Most students taking an introductory computer science (CS) course often start with learning how to write programs in a high-level language. They learn how to analyze problems so that they can create procedures (that is, algorithms) to solve them, and then implement the procedures in the syntactically correct computer language being taught so that they run on the operating system of their computers. There is a lot that has to be mastered here, all taking place at the same time. There is also plenty not included in the course.
Xu and Zhang emphasize topics in introductory courses that are most often treated lightly, if at all. These topics are primarily conceptual, but that does not mean easy. The authors used this book in their introductory computing course that has no prerequisite of programming skills. The topics come from the theoretical and historical foundations of CS as a discipline. They may be found primarily in a discrete structures course as well as in other comparable courses on algorithms and computer organization.
The text has eight chapters. The first six chapters have the bulk of the content. The first chapter is an overview of the fundamental characteristics of the discipline of CS--how CS differs from other scientific and engineering disciplines and how CS fits into contemporary culture.
The second chapter is on digital symbol manipulation. Decimal and binary representations of numbers are covered, and how characters are represented digitally. The generation of Fibonacci numbers is used to illustrate how programs manipulate digital symbols. The computing language is Go. Students do not write the programs. Listings are discussed in the text.
Logic is the subject of the third chapter. It covers propositional logic, predicative logic, the Turing machine, and automata. The Church-Turing hypothesis, incomputable problems, paradoxes, and Gödel’s incompleteness theorem are used to discuss the power and limitation of computing. This chapter may be heavy going for students since the propositional and predicative logic topics are presented with full use of appropriate symbolic logic notation and since the Turing machine and automata are covered too speedily. This is a lot of challenging subject matter to squeeze into 50 pages, especially for introductory students.

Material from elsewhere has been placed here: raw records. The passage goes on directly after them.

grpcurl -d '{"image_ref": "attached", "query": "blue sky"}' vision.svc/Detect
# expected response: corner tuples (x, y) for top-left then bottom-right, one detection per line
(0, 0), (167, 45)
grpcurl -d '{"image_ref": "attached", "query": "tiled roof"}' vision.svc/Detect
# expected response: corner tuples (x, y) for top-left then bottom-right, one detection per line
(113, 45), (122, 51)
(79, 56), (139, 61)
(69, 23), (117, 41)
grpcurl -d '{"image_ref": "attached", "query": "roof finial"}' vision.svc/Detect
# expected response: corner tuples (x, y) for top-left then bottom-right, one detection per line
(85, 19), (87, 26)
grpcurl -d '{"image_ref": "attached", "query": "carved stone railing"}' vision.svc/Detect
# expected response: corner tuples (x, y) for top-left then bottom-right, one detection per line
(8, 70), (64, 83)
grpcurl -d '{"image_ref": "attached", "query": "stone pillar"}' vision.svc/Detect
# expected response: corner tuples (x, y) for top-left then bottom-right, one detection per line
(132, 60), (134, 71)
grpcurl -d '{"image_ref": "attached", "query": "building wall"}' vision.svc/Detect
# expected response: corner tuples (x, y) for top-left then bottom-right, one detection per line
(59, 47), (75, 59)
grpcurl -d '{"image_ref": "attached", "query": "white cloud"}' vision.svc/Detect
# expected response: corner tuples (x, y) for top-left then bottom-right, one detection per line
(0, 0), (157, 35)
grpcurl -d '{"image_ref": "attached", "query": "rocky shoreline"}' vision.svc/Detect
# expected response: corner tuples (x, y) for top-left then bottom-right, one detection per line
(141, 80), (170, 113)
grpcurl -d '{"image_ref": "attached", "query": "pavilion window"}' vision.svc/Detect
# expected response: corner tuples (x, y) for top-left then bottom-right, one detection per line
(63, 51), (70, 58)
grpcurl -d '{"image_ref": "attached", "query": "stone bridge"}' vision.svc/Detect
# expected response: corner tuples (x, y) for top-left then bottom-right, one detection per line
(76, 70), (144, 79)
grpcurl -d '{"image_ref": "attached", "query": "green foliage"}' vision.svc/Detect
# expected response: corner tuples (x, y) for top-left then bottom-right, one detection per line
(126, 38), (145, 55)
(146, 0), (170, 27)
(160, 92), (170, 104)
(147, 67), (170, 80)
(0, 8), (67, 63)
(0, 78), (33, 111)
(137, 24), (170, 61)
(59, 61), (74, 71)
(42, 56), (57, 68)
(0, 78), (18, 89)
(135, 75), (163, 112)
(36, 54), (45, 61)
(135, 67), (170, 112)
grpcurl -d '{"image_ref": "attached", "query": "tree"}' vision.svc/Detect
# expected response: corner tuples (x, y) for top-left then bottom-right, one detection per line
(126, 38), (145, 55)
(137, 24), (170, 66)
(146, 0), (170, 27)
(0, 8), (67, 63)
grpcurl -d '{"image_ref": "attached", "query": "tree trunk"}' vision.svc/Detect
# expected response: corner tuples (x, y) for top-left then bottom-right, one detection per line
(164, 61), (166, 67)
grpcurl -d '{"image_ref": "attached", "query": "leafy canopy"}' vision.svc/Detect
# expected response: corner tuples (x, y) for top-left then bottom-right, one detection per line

“Algorithmic Thinking” is the fourth chapter. Sorting algorithms begin the discussion of how algorithms are constructed and how well they may perform in storage and time. Big-O and little-o characterization of performance is introduced. Additional illustrations based on search algorithms, greedy programming, and dynamic programming are brought in. The chapter concludes with a presentation of P versus NP. Again, there is a lot of content poured into 50 pages.
The emphasis of chapter 5, “Systems Thinking,” is on abstraction and modularization. These general concepts are made more particular in the representation of real numbers and floating-point numbers; ASCII, Unicode, UTF-8 characters; and adders, memory, pointers, and addressing. All of these topics come together in the von Neumann computer. This is the longest chapter in the book at 69 pages.
The sixth chapter, “Network Thinking,” is the last major content chapter. It covers network terminology, topology, protocols, programming for the Internet, and topics related to the user experience, including bandwidth and data transmission.
The last two chapters are comparatively short. Chapter 7 presents four major student projects from a course that used this book, and the last chapter has appendices including common Linux command-line commands and principal statements in the Go programming language. The book has a companion website from which readers can pull down over 200 MB of zip files with lecture notes, lab notes, answers to the even numbered exercises in the text, and project notes.